Wow. Get Him To The Greek is so much freakin’ fun, it’s hard to know where to start.
I’ll be really careful with this review because I don’t want to telegraph any jokes or reveal any actual scenes because it’s too much fun to go along to this movie and see it explode right before your eyes.
Russell Brand stars as Aldous Snow – a rock legend whose career and love life are suffering due to one acutely terrible record he released. Enter Jonah Hill as Aaron Green who’s a big fan and
a record company exec who has to make sure Aldous gets to a venue for a gig that might resurrect his popularity.
What happens next is a bromance / mismatched buddy road movie that has successfully sprung out of the Judd Apatow / Nicholas Stoller team who have collectively and separately been the creative force behind a heap of hit comedies such as Superbad, 40 Year Old Virgin and Forgetting Sarah Marshall. This is the rom com where the Greek characters got a start.
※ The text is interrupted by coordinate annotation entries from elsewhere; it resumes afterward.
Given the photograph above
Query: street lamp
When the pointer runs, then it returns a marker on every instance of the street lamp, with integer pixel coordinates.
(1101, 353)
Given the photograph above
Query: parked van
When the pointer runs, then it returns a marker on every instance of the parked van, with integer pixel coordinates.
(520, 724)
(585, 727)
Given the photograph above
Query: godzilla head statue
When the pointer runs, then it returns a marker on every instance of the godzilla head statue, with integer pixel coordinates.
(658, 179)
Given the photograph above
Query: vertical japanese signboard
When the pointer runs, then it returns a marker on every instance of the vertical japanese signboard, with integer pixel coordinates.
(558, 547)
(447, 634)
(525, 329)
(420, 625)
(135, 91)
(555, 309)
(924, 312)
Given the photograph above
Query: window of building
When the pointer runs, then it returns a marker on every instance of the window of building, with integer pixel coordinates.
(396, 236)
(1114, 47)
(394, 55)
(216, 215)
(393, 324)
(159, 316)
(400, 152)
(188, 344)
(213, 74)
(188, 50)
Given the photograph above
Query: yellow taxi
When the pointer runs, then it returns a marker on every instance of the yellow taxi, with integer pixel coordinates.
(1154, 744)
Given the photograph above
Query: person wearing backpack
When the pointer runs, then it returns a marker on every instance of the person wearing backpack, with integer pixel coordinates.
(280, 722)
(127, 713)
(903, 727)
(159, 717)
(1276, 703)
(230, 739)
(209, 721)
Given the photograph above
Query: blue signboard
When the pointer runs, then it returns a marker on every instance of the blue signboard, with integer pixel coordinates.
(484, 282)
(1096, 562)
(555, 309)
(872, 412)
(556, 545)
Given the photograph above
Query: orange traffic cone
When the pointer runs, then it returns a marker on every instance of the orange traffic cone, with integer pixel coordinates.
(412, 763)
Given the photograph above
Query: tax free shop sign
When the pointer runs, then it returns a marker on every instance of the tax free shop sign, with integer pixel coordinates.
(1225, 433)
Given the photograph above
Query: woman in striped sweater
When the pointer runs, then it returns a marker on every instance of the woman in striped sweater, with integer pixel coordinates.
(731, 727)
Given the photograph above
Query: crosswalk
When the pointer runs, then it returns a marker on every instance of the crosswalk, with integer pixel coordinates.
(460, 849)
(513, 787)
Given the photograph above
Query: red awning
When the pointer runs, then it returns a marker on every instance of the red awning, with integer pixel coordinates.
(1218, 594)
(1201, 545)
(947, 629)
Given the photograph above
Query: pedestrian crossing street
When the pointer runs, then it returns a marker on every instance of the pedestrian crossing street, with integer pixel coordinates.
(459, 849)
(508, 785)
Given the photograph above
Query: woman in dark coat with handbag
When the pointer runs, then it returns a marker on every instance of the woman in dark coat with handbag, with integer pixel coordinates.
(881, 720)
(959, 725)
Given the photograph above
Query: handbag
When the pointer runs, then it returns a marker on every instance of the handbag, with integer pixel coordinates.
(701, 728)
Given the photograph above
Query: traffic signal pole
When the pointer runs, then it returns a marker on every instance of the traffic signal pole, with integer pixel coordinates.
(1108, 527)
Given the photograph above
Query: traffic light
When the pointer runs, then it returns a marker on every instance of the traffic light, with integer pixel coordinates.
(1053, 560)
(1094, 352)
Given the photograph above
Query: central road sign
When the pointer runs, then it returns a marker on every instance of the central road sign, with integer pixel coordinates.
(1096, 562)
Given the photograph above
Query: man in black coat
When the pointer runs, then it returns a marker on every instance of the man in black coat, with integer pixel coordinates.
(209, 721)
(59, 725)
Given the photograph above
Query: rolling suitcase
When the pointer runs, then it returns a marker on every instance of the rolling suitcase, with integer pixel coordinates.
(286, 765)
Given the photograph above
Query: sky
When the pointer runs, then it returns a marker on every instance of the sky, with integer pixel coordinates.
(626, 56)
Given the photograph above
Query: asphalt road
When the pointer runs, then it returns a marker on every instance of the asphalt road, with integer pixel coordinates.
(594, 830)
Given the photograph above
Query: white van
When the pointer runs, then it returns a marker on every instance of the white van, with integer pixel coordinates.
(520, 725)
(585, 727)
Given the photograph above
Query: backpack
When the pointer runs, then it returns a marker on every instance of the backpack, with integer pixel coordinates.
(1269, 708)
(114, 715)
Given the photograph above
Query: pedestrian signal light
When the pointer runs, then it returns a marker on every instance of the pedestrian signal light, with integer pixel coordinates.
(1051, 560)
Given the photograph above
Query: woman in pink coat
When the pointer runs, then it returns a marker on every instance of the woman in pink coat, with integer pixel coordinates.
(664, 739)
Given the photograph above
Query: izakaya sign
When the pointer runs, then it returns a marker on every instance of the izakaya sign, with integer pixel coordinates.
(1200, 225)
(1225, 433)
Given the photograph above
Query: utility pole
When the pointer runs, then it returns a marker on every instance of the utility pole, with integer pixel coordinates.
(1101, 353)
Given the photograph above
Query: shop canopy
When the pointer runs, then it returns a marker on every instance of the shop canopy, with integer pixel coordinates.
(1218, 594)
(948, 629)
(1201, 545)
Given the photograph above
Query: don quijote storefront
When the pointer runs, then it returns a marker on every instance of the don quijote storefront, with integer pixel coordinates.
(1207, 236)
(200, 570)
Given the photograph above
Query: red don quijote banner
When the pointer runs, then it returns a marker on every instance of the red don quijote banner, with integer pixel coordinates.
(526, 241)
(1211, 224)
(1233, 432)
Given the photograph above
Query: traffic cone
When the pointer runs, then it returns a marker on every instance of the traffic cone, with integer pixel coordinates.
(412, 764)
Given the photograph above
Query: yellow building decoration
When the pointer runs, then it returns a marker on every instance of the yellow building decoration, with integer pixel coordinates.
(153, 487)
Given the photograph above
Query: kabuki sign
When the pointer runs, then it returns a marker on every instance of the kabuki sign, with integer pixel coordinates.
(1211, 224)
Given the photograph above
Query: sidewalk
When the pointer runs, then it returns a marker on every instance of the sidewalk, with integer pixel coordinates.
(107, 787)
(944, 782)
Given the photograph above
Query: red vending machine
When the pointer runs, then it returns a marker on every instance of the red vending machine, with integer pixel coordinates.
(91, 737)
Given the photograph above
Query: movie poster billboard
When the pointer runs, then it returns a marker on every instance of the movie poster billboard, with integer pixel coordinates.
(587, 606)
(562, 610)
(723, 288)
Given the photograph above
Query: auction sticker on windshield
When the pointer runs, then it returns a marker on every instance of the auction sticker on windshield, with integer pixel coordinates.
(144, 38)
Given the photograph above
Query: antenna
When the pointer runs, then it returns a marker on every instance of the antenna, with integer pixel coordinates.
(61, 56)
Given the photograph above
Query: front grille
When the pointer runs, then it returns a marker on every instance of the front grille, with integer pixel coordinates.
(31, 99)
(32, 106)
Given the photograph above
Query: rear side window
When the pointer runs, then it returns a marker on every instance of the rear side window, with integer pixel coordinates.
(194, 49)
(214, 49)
But unlike Saturday Night Live sketches and characters which only sometimes translated to feature length films on the big screen, Get Him To The Greek is fat enough with substance to work. It rings so true, it verges on feeling like a mockumentary, a rockumentary and a documentary all rolled into one.
Aldous is a self-indulgent drug addicted rock god who wants to have fun whenever he wants and he does. But he misses his main girl Jackie Q (Rose Byrne) after she takes up with another rock god. (Wait til you see who’s playing himself in this role!)
Aaron’s very safe de facto relationship is severely tested.
The really good thing about this movie is it reinstates sex, drugs and rock ‘n’ roll as an exciting, fun and viable career choice because despite the health risks, it provides a full life that will give you plenty of great stories and memories – provided your brain can still remember stuff after or if you get clean and sober.
The comic lines are original.
The visual comedy is outstanding.
The gross-out humour is appropriate.
The acting is pretty good – particularly by P Diddy aka Sean Combs who plays record company head honcho Sergio. His insights and justifiably inflated idea of himself is profound. Sergio is to P Diddy as Les Grossman is to Tom Cruise.
Rose Byrne demonstrated that exciting and mostly rare combination of being very funny with good comedic timing while at the same time being ridiculously good-looking.
Russell Brand and Jonah Hill are hilarious, honest and well-cast co-stars. Jonah embodies the desires and lack of physical beauty that typifies a lot of extreme nerds while Russell seems to take the best of Mick Jagger, Gene Simmons, David Bowie and Tommy Lee then come up with a rock god that, yeah – I would want to worship at the grand altar of The Greek Theatre.
Hats off to Leesa Evans – the Costumer in charge of wardrobe. Aldous’ rock god outfits are just sensational and get this – Carrie in Sex & The City 2 had 42 outfit changes – in Get Him To The Greek – Aldous Snow has 60. He also wears Yves Saint Laurent heeled boots for men – in every colour. She got Russell into heels to help give him that rock star posture. Apparently he liked them so much, he rarely takes them off now in real life. Life imitating art, eh.
Aaron’s wardrobe was all about t shirts with the band names he loves – and they’re bands Jonah really does love.
The soundtrack? Download it now. (But buy it first of course.) What a winner – with song lyrics that would make Spinal tap proud. You’ll get some early Stones, Ramones and other classic tracks along with a heap of Russell Brand singing as well.
Get Him To The Greek is a superb fun ride and seeing it made my day. I left the cinema wanting more of the movie and more of the rock ‘n’ roll lifestyle.
The only teeny ** spoiler ** I might mention is this: The Furry Wall. After this movie is in wide release, The Furry Wall will become an iconic touchstone that everyone will know about and use. After we go too far – it’ll help us come back to that warm safe place that INXS sang about in that song way back when: Elegantly Wasted.
Hey, waste no time getting to the Greek.